Security Alert (A15-11-02): Multiple Vulnerabilities in Microsoft Products (November 2015)
11 November 2015
Last update on:
12 November 2015
Microsoft has released 12 security bulletins listed below addressing multiple vulnerabilities which affect several Microsoft products or components:
MS15-112 Cumulative Security Update for Internet Explorer MS15-113 Cumulative Security Update for Microsoft Edge MS15-114 Security Update for Windows Journal to Address Remote Code Execution MS15-115 Security Update for Microsoft Windows to Address Remote Code Execution MS15-116 Security Update for Microsoft Office to Address Remote Code Execution MS15-117 Security Update for NDIS to Address Elevation of Privilege MS15-118 Security Update for .NET Framework to Address Elevation of Privilege MS15-119 Security Update for Winsock to Address Elevation of Privilege MS15-120 Security Update for IPSec to Address Denial of Service MS15-121 Security Update for Schannel to Address Spoofing MS15-122 Security Update for Kerberos to Address Security Feature Bypass MS15-123 Security Update for Skype for Business and Microsoft Lync to Address Information Disclosure
Depending on the vulnerability exploited, a successful attack could lead to arbitrary code execution, elevation of privilege, bypass of security restrictions, denial of services, spoofing or information disclosure.

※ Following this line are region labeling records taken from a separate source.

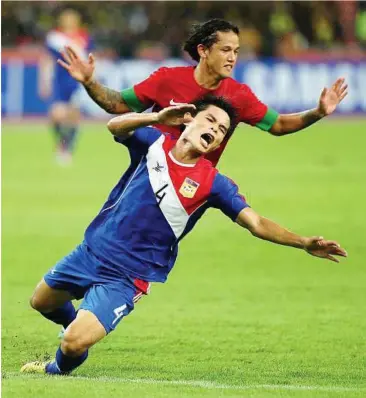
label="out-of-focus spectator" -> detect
[2,0,366,58]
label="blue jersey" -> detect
[46,30,92,95]
[85,127,248,282]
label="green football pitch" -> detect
[2,119,366,398]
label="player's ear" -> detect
[183,112,193,126]
[197,44,207,58]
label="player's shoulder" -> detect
[213,173,238,193]
[225,77,252,93]
[157,66,194,78]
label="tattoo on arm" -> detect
[84,80,124,113]
[300,109,322,128]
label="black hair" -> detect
[183,18,239,62]
[192,94,237,136]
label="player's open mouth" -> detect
[201,133,214,148]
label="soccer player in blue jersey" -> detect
[22,97,347,375]
[39,8,92,164]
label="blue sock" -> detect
[41,301,76,329]
[52,123,62,143]
[64,126,78,152]
[46,347,88,375]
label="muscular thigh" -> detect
[31,279,74,312]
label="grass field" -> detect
[2,120,366,398]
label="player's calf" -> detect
[45,310,107,375]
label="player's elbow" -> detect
[107,117,125,137]
[268,115,284,137]
[107,119,116,135]
[247,216,263,238]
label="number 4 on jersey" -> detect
[155,184,168,206]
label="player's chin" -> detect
[220,68,233,79]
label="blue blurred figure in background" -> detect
[39,8,92,165]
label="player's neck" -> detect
[170,140,202,165]
[194,61,222,90]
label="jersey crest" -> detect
[179,177,200,199]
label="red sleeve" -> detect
[134,67,168,108]
[235,84,268,126]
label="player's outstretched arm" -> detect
[57,46,131,114]
[107,104,195,141]
[236,207,347,263]
[269,78,348,136]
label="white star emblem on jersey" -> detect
[169,98,182,106]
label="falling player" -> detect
[58,19,347,165]
[39,8,91,164]
[22,97,346,374]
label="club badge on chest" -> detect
[179,177,200,199]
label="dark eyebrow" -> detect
[219,124,228,133]
[207,113,217,122]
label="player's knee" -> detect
[29,293,50,312]
[50,104,68,123]
[61,327,89,357]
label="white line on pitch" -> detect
[5,372,366,392]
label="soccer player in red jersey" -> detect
[58,19,347,165]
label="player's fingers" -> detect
[175,104,196,113]
[333,77,345,90]
[323,239,341,247]
[61,50,71,64]
[320,87,328,98]
[183,112,193,123]
[88,53,95,65]
[66,46,79,59]
[339,91,348,102]
[331,247,348,257]
[338,84,348,95]
[326,254,339,263]
[57,59,70,71]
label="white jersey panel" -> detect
[146,135,189,239]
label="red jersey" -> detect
[121,66,278,166]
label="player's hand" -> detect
[304,236,347,263]
[38,84,52,101]
[318,78,348,116]
[57,46,95,83]
[158,104,196,126]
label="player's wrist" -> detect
[82,76,95,87]
[150,112,160,124]
[300,236,310,250]
[314,105,327,120]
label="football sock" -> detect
[46,347,88,375]
[52,123,62,143]
[64,126,78,152]
[41,301,76,329]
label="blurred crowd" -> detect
[1,0,366,58]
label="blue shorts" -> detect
[44,242,149,333]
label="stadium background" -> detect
[1,1,366,398]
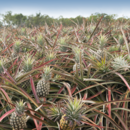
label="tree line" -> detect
[0,11,129,27]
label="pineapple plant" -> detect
[36,77,50,97]
[12,40,21,57]
[10,100,27,130]
[37,34,44,47]
[60,97,86,130]
[36,66,51,97]
[59,37,68,52]
[46,51,56,65]
[16,55,34,89]
[112,55,129,70]
[73,47,84,74]
[98,34,108,50]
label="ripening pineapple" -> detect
[36,66,52,97]
[73,63,84,74]
[10,100,27,130]
[36,77,50,97]
[60,98,86,130]
[60,114,76,130]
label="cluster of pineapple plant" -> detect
[0,19,130,130]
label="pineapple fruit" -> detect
[73,47,84,75]
[60,98,86,130]
[60,114,76,130]
[10,100,27,130]
[36,66,52,97]
[36,77,50,97]
[16,54,34,90]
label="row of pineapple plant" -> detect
[0,18,130,130]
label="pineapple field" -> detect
[0,17,130,130]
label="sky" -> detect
[0,0,130,18]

Patches for affected products are available from the Microsoft Update website. Users of affected systems should follow the recommendations provided by the product vendor and take immediate actions to mitigate the risk.
Microsoft Update http://update.microsoft.com/microsoftupdate
Users should be reminded that Microsoft Windows Server 2003 has reached its End-Of-Support on 14 July 2015. No more security updates are available from the vendor. Users should upgrade or migrate the obsolete Windows Server 2003 to a platform with vendor support and implement compensating security measures before completing the upgrade or migration.
Microsoft has re-released the security bulletin MS15-115 to address an issue that caused crashes for some users when they viewed certain emails. Users who previously installed the update should reinstall the newly released update 3097877 to correct the issue.